Der Bundesrat hat an der Pressekonferenz vom Mittwoch verkündet, dass der Rechtsstillstand für die Reisebüros bis Ende Dezember 2020 verlängert wird. Travelnews hat sich bei Reisebüros umgehört, wie sie zu diesem Entscheid stehen.

Mit grosser Spannung wurde am Mittwoch die Bundesrats-Pressekonferenz von der Reisebranche erwartet. Endlich sollte entschieden werden, ob und inwiefern die Outgoing-Reisebranche auf weitere Unterstützungsleistung durch den Staat zählen kann. Nun ist klar, dass der für die Reisebürobranche geltende Rechtsstillstand bis zum 31. Dezember 2020 verlängert wird. Es laufen derzeit weitere Diskussionen, wie die Branche stabilisiert werden kann. Darüber wird jedoch erst in der Herbst-Session vom 7. bis 25. September 2020 im Parlament abgestimmt.

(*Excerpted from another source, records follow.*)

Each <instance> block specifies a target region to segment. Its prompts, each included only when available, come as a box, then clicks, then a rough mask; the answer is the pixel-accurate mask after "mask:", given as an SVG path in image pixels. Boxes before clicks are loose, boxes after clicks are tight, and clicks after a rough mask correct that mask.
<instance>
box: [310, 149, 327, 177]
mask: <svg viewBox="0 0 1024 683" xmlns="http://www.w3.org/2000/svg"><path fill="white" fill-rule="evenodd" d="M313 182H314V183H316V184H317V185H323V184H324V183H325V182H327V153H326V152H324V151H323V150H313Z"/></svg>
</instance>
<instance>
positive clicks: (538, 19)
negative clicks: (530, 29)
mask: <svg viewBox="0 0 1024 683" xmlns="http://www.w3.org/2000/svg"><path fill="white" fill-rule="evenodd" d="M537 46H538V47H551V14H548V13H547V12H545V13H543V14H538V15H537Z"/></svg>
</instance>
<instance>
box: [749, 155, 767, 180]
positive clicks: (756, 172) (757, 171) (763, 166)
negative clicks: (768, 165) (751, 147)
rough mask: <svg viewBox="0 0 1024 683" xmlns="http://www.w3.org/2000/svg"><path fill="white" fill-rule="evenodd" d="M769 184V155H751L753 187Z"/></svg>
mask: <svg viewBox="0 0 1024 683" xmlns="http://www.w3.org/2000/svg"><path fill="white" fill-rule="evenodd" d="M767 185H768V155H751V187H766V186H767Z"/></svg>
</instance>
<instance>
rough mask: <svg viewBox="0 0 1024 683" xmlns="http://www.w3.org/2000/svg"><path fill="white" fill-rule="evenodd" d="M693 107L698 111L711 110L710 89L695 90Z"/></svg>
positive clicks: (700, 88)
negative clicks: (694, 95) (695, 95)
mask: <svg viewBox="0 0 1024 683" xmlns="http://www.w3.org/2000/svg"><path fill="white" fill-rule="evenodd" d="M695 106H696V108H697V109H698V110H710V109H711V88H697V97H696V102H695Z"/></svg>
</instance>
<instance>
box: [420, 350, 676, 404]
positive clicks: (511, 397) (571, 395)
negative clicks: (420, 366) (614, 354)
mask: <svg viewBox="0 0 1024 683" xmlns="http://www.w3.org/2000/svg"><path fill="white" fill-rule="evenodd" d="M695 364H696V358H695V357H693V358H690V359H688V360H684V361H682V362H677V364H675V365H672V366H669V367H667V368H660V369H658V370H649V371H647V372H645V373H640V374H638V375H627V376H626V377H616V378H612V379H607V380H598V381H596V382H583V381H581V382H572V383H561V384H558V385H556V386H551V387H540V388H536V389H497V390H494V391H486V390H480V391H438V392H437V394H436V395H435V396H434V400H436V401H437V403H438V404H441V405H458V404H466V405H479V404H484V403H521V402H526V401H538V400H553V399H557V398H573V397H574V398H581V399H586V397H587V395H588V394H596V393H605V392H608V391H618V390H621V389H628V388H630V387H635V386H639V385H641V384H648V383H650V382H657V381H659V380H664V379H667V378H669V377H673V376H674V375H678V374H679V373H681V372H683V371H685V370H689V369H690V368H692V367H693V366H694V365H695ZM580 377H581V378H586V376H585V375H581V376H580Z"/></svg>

Wie kommt dieser Entscheid in der Branche an? Travelnews hat sich bei verschiedenen Reisebüros umgehört. «Natürlich sind wir nicht zufrieden. Rechtstillstand ist schön und gut. Jedoch bringt er wenig, die meisten von uns haben ein gutes Verhältnis zu den Kunden und wenige haben rechtliche Schritte angedroht, sondern haben viel Verständnis», sagt etwa Nathalie Sassine, CEO und Business Developer bei Travelboo sowie Mitglied der «Aktion Mayday». Martin Reber, Geschäftsführer und Verwaltungsrat der Schär-Reisen Bern AG, begrüsst den Entscheid immerhin teilweise: «Rechtsstillstand zu verlängern war natürlich gut und richtig!» Er wirft dem Bundesrat aber gleichzeitig vor, dass er sich damit «elegant aus der Affäre gezogen» habe.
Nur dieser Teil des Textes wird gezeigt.